As the Word of God came and moved him to carry out his most holy assignment, so to does that same Word of God come to us moving and transforming us for our holy task by first drawing us into a life of repentance and preparing our own lives to receive Christ in Word and Sacrament so that at the last we may receive Him when He comes again in glory. Indeed this is essential to our keeping of this Advent season and partly why the original color of the season was purple not blue as a mirror to that of Lent. We are called in this time and this space to spend time examining our own hearts and lives. To dig anew into our souls and spend some time in the mirror, not admiring how good we look in our Christmas sweaters or reminding ourselves the weight we put on since Thanksgiving, but looking at who we are as a person. What valleys in our life need to be filled and what rough places need be leveled. Am I and is my life a highway for the Lord? Thus Advent asks of us a most simple question are we sincere in our prayer, “Amen. Come, Lord Jesus.”
And the whole of this spiritual discipline of Advent, examining our consciences, leads us to the recognition that we too like John’s first hearers need that work of repentance done in us.

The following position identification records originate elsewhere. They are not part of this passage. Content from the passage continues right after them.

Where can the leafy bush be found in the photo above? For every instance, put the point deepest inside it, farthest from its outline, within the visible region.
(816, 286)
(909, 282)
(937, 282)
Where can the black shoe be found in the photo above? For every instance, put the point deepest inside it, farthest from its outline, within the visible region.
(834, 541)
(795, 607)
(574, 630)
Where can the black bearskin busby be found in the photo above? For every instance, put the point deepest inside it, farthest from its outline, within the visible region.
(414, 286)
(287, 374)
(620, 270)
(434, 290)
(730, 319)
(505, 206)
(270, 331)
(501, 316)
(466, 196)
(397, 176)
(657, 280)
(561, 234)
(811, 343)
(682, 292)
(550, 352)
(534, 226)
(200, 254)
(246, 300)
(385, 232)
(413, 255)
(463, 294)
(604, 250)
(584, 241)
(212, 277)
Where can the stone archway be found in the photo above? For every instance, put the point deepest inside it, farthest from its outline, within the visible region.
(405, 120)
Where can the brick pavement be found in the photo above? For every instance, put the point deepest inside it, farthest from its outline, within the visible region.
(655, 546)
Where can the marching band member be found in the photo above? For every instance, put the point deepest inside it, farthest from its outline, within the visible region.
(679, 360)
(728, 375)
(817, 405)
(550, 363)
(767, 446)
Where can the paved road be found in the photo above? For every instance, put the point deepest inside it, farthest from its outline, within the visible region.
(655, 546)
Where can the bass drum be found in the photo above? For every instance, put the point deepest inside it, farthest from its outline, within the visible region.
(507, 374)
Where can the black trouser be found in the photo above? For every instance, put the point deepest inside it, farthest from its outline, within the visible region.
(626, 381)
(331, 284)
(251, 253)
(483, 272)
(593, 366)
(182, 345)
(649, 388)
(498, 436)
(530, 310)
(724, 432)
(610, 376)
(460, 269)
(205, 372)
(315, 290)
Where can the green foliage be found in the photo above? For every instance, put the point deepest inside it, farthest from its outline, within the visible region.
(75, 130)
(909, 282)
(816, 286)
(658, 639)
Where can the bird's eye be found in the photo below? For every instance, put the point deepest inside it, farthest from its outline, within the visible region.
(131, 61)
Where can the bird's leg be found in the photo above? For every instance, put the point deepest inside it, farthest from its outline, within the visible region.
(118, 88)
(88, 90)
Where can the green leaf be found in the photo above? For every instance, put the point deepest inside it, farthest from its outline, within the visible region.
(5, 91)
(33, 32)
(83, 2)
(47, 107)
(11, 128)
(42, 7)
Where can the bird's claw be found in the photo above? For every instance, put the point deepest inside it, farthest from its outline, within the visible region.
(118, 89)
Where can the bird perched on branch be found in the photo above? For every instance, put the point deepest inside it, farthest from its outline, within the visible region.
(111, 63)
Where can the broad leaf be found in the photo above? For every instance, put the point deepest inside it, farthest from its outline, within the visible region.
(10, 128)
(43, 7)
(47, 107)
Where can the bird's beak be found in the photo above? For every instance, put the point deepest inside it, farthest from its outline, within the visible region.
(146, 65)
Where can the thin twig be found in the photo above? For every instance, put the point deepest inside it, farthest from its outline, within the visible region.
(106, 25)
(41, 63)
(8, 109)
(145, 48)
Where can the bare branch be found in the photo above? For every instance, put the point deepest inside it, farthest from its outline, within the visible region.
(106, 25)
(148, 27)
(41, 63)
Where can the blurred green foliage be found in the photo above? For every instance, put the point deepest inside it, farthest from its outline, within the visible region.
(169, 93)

To turn back from the life of the flesh which seeks nothing more than our death and towards the life of the Spirit which seeks nothing but giving us Christ, to give us the vision of our salvation in the broken body and spilt blood of our Lord. To make us ready for our Lord because He is coming. Indeed He is already here! And He comes to us face to face in the Eucharistic meal. Are we prepared to meet your Lord? Or rather the question is better put, can we see Him? For the Lord has drawn near to us as He has promised to do, therefore let us in this season of preparation draw nearer to Him, in faith, love and adoration of His all holy Name.